Thanks to its 128GB SSD, the Series 7 Slate sped through the LAPTOP File Transfer test, duplicating 4.97GB of mixed-media files in 1 minute and 15 seconds for a transfer rate of 67.8 MBps. That's nearly double the 38.3 MBps ultraportable average.
Samsung's FastStart technology ensured that the Series 7 Slate was also quick on the draw, booting into Windows 7 Home Premium in 29 seconds, and waking from sleep in approximately 2 to 3 seconds.
On the OpenOffice Spreadsheet test, the Series 7 Slate took 12 minutes and 45 seconds to match 20,000 names to their corresponding addresses, 4:18 behind the ultraportable laptop category average.
During our testing, we notice that the fan on the Series 7 Slate became quite loud, which proved distracting.
As is the case with most tablet PCs, you won't be doing much hard-core gaming or other graphics-heavy activity on the Samsung Series 7 Slate. On the 3DMark06 benchmark, the Series 7's Intel HD Graphics 3000 notched 1,642. That's 1,315 below the 2,957 ultraportable average. The T1125N's Nvidia GeForce 310M with 512MB of VRAM blew past the competition, scoring 3,667, while the Lifebook T580's Intel Graphics Media Accelerator posted an even-lower 1,116.
When we tried to run through a few quests on World of Warcraft on Good at 1366 x 768p, we got an unplayable frame rate of 13 fps from the Series 7 Slate, far below the 42 fps category average.

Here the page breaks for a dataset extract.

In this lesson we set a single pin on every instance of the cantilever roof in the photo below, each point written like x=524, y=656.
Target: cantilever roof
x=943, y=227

Click to EnlargeBattery Life
One knock on tablets running Windows has been their poor battery life. The Series 7 Slate bucks that trend, lasting 5 hours and 49 minutes on the LAPTOP Battery Test. That's pretty good endurance for a device with Core i5 power, but still well behind the 6:26 tablet average.
Software and Warranty
Aside from the tablet-centric apps, the Series 7 Slate has more traditional Windows apps, including a 30-day Free Trial of Norton Online Backup, Internet Explorer, Microsoft Office Starter, Skype, and Twitter.

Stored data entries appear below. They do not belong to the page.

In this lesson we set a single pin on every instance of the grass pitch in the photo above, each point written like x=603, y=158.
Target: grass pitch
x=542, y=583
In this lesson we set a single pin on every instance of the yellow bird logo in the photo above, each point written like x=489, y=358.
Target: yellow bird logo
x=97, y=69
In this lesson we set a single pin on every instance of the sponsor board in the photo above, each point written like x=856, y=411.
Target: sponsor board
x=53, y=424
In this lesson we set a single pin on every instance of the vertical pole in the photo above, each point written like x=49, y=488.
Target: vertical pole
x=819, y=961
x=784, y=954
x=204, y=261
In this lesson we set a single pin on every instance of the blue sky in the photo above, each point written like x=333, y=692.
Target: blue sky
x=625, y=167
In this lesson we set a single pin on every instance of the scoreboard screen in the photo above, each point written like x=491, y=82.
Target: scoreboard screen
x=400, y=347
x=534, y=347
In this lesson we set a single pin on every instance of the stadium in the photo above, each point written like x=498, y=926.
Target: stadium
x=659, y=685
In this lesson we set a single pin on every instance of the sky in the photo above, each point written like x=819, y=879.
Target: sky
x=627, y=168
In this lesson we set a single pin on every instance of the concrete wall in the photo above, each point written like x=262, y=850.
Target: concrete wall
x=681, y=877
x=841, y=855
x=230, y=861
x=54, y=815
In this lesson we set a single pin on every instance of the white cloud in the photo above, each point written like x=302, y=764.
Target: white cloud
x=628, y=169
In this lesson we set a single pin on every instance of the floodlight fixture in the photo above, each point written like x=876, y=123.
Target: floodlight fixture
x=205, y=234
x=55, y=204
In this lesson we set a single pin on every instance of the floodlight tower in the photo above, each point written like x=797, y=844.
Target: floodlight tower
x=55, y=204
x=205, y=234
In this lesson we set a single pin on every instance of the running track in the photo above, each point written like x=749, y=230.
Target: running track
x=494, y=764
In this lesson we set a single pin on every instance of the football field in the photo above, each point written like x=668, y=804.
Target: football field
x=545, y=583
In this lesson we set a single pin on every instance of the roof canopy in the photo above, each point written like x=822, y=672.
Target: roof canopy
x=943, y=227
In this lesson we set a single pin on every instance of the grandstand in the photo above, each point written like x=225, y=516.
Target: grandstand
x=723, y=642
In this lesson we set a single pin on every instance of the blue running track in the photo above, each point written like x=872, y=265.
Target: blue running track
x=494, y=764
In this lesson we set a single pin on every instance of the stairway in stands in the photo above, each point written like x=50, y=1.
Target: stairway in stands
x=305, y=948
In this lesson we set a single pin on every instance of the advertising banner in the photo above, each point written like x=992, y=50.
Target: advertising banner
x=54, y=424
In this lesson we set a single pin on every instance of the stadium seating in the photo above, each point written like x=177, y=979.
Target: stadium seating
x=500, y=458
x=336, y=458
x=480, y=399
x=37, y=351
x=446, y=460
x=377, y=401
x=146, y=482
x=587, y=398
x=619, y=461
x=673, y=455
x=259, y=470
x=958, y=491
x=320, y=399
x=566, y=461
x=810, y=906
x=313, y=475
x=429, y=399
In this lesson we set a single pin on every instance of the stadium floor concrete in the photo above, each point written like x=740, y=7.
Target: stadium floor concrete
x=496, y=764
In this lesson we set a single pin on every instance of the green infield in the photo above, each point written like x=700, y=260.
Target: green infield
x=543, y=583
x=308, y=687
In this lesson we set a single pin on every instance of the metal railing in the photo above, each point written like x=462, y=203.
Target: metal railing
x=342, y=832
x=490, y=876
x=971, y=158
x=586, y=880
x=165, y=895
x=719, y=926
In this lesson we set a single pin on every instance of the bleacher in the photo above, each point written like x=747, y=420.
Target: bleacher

We really enjoyed the accessibility and simplicity of Samsung's Easy tools: Easy File Share allowed us to create a wireless ad hoc connection between another PC, and Easy Settings gave us quick and easy access to Display, Power Management, and SoundAlive.
Each of the four configurations of the Samsung Series 7 Slate PC comes configured with a 1.6-GHz Intel Core i5-2467M CPU with 4GB of RAM and Intel HD 3000 GPU. Our $1,349 review model (XE700T1a-A03US) is equipped with a 128GB SSD and Windows 7 Home Premium (64-bit). It also comes bundled with all the accessories including the pen, dock, and wireless keyboard. The XE700T1A-A05US, which also costs $1,349, has the same specs as our review unit but runs the 64-bit version of Windows 7 Professional. The $1,099 base model (XE700T1A-A01US) has a 64GB SSD and Windows 7 Home Premium (64-bit). An additional $100 will get you the XE700T1A-A04US, which runs Windows 7 Professional (64-bit).

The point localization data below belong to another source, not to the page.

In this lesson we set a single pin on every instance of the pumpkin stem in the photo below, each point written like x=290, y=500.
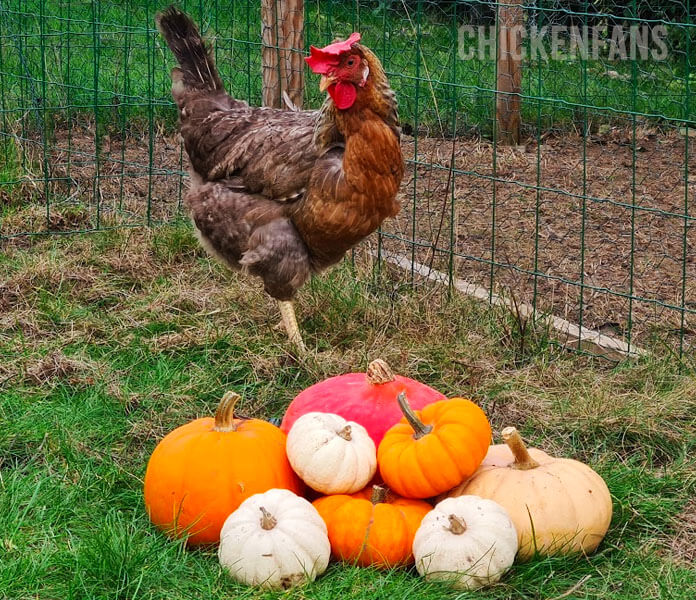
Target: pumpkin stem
x=379, y=494
x=224, y=415
x=523, y=461
x=420, y=429
x=378, y=371
x=457, y=525
x=268, y=521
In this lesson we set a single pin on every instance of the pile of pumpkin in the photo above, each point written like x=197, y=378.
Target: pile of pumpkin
x=395, y=473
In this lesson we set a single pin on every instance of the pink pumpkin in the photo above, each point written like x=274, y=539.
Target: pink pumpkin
x=366, y=398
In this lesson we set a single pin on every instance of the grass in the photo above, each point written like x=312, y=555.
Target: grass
x=110, y=340
x=119, y=69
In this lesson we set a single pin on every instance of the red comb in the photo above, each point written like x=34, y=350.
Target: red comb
x=320, y=60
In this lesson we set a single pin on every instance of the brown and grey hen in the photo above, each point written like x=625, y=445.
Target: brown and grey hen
x=279, y=193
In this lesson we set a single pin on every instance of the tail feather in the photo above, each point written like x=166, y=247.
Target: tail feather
x=198, y=70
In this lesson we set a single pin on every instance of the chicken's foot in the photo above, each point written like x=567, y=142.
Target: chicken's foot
x=287, y=312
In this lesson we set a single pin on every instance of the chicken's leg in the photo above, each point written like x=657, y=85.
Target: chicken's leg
x=287, y=312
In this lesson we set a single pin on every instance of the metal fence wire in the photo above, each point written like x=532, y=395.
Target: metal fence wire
x=586, y=216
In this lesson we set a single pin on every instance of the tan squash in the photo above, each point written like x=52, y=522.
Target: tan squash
x=558, y=505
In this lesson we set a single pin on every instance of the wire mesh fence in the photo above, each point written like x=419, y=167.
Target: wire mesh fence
x=588, y=217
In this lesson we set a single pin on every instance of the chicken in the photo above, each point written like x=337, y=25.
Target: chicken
x=282, y=194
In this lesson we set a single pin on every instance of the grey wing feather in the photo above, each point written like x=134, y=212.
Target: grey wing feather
x=270, y=151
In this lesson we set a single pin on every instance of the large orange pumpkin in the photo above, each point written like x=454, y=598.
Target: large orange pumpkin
x=202, y=471
x=432, y=450
x=372, y=527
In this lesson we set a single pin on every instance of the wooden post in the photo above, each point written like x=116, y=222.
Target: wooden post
x=509, y=84
x=283, y=51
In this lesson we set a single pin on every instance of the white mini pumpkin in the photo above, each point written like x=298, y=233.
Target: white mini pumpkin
x=275, y=540
x=468, y=542
x=331, y=455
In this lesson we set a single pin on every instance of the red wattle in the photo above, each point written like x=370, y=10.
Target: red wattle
x=355, y=397
x=343, y=94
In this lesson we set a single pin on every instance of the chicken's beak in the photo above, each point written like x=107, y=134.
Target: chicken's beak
x=325, y=82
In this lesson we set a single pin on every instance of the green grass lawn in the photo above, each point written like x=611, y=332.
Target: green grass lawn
x=107, y=58
x=110, y=340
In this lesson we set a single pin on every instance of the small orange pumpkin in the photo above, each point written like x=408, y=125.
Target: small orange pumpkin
x=202, y=471
x=372, y=527
x=434, y=449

Android and iOS tablets get most of the attention these days, but there's still a market for Windows-based slates. The $1,349 Samsung Series 7 Slate PC is certainly worth a look for business users. Its Core i5 processor has more than enough power to take care of your productivity needs, and Samsung's touch-friendly interface and responsive capacitive screen making using Windows 7 less of a pain than other Windows tablets we've tested. We also like that Samsung includes a keyboard, dock, and digital pen at this price. However, this costly slate has a large and heavy design, the fan is noisy, and lag still creeps in here and there (such as when rotating the display and opening touch apps). Most users will want to wait for the debut of Windows 8, which was designed for tablets. In the meantime, the Series 7 Slate PC is a good, but not great, choice for mobile professionals.